Banking Interpretations

Banking Law §594

October 14, 2004

To: Michael Adinolfi
Mortgage Banking Division

From: Associate Attorney Prendergast
Legal Division

Subject: [                                ] - REIT Conversion of this company


The department received notice of the REIT conversion of the [            ].  This company currently owns two Licensed Mortgage Bankers.  Would the REIT conversion as outlined in the letters from [      ] constitute a change in control of these mortgage bankers as described in Section 594(b) of the Banking Law?


The REIT conversion of the corporation does constitute a change in control.


The [                ]is in the process of converting to a Real Estate Investment Trust (REIT).  [          ] is converting from a holding company with stock trading on the Nasdaq National Market to a REIT with stock trading on the NYSE. [       ] currently owns two mortgage bankers.
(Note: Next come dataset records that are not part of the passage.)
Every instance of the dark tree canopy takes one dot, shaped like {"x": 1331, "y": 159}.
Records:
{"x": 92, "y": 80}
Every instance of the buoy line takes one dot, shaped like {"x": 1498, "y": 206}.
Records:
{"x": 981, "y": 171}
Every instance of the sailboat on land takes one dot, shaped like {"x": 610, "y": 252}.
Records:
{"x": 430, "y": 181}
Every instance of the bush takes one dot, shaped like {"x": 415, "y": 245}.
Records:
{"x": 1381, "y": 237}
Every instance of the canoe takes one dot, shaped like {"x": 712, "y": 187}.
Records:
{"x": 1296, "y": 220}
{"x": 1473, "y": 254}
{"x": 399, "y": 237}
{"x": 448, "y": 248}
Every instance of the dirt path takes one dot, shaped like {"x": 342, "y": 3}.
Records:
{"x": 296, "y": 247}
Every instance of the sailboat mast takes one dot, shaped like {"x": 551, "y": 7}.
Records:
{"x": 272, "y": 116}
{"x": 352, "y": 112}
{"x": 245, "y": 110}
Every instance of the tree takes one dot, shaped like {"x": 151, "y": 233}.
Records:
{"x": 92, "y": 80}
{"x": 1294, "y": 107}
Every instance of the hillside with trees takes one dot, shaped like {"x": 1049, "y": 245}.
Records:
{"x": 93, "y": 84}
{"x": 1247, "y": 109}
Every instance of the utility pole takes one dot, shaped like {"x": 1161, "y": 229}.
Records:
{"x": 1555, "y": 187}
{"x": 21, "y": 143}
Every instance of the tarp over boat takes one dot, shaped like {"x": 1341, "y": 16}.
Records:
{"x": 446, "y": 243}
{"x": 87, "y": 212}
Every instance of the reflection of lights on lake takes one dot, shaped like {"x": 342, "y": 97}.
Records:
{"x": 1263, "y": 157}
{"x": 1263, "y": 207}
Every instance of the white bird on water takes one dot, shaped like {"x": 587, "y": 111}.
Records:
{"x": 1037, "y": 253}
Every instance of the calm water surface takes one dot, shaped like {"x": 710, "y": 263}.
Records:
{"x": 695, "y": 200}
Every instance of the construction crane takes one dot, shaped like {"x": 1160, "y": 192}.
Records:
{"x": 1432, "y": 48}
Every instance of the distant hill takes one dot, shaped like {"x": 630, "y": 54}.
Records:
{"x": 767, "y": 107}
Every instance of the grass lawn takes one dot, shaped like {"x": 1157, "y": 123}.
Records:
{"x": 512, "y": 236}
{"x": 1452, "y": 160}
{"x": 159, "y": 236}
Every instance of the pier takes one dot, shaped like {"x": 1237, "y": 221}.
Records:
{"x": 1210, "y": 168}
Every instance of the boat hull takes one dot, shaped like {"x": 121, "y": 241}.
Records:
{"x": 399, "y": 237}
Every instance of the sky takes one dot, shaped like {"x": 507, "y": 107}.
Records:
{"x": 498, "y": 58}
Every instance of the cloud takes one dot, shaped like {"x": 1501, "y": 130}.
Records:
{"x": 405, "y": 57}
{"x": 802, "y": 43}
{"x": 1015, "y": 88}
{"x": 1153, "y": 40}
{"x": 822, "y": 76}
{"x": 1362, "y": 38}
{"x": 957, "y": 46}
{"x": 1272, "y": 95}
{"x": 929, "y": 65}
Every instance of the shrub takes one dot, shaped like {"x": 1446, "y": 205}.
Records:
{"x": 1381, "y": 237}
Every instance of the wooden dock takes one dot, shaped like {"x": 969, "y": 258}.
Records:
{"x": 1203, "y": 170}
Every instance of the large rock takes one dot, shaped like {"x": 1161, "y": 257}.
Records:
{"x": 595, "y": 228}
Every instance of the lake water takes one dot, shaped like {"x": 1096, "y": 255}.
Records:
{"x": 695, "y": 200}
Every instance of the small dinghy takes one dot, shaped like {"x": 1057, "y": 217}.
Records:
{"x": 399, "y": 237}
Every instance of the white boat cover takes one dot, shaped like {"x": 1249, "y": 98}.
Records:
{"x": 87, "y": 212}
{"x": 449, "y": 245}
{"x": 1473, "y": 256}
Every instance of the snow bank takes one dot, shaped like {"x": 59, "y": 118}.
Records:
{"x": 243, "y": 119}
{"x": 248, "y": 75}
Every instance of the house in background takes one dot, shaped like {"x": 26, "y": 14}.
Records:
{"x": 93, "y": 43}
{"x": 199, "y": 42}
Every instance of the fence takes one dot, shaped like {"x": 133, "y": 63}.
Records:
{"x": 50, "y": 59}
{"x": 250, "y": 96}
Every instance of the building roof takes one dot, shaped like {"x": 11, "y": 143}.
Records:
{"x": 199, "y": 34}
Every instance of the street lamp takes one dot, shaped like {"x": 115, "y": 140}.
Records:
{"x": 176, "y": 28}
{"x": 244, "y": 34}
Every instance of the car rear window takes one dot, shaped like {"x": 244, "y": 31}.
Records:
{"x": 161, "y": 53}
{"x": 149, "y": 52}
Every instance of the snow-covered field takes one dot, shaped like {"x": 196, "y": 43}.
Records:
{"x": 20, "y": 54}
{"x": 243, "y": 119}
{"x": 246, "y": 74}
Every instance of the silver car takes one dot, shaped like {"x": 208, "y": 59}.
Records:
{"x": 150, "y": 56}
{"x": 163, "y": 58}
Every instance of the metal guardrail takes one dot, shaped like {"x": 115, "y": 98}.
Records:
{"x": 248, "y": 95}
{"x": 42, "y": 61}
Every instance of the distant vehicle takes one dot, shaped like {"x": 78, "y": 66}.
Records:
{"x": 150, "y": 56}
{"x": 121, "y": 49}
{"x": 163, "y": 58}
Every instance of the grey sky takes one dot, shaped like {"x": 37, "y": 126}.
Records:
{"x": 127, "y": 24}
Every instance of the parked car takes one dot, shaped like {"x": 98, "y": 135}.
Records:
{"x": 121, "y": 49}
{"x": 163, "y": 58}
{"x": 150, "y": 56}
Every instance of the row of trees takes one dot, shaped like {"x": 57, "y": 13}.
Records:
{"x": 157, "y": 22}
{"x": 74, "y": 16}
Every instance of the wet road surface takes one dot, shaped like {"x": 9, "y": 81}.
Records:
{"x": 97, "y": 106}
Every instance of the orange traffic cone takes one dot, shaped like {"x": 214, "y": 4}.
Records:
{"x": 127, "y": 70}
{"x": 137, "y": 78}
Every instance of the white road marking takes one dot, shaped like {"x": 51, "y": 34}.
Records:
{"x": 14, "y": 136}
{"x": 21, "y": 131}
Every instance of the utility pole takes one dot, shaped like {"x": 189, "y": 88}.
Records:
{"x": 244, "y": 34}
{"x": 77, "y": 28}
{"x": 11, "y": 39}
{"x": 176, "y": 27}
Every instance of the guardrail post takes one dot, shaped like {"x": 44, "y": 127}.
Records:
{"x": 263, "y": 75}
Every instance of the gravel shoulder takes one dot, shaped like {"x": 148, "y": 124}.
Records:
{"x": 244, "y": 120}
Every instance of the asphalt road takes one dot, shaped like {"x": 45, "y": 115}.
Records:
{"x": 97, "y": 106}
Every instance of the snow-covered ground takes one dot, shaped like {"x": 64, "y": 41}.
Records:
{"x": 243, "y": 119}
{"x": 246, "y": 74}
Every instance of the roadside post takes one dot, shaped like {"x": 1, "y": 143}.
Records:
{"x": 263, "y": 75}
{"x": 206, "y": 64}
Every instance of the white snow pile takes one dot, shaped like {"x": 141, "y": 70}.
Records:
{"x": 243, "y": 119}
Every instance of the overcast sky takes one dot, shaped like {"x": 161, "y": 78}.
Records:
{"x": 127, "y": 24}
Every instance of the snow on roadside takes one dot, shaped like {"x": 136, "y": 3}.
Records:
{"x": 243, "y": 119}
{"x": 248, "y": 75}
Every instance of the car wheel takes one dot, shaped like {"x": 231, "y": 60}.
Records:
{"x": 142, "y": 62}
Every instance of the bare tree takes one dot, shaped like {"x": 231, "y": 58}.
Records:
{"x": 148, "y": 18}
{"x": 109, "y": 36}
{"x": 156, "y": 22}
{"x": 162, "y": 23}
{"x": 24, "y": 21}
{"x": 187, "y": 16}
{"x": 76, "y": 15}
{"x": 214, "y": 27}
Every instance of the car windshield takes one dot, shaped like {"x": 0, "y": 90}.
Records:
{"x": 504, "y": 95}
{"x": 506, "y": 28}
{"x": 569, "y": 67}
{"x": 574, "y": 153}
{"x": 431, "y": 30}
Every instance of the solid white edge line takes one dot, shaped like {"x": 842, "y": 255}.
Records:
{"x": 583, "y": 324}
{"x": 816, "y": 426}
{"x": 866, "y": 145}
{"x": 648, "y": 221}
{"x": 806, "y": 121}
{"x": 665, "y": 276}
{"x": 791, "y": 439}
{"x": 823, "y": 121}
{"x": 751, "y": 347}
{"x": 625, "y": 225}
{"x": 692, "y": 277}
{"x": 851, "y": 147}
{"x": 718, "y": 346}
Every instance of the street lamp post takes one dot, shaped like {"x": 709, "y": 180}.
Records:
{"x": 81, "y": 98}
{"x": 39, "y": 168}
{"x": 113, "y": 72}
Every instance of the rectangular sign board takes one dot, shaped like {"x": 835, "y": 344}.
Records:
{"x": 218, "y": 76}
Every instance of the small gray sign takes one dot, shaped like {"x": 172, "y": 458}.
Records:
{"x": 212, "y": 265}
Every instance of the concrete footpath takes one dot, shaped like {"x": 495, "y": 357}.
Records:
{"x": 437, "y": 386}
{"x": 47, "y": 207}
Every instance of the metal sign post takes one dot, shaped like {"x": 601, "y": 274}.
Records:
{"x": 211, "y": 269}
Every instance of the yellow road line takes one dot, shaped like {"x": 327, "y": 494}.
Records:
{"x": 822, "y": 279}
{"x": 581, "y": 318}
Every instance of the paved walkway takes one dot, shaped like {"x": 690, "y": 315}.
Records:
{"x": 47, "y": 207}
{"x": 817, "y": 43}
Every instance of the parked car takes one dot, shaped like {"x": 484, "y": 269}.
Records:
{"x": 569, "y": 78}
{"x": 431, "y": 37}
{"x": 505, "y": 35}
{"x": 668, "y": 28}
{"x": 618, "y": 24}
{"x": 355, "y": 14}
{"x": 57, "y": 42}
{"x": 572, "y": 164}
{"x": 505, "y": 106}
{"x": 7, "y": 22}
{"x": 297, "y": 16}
[      ] has included the pre- and post- conversion organizational charts for further explanation of the changes.  During the conversion process, the current parent company, [      ], a [         ] Corporation, moves underneath [         ], a [       ] Corporation, on the organizational chart and [          ] becomes the ultimate parent company. At the same time, [           ] amends its name to [     ].  The directors and officers of the new parent company are all of the same directors and officers of the old subsidiary company, [             ] REIT, [            ].  The purpose of the reorganization is so that the new parent company can function as a REIT.


Under Section 594 of the Banking Law, any changes in control of the business of a licensee or registrant must have prior approval of the superintendent.

In this case, the two licensed mortgage bankers were the wholly-owned subsidiaries of [              ].  Following the transaction, the two licensed mortgage bankers become the subsidiaries of what was formerly known as [            ], which has been renamed [                       ].  This entity has never obtained permission from the Banking Department to own these two mortgage bankers and is required to do so under section 594 of the Banking Law.  Moreover, we need to confirm the identity of the officers and directors of this company, as well as the rest of the information we normally would obtain.  If the officers and directors of the new [             ], are the same as formerly passed upon by the Banking Department when it approved the old [                   ], the Division may be able to waive some of the change of control requirements.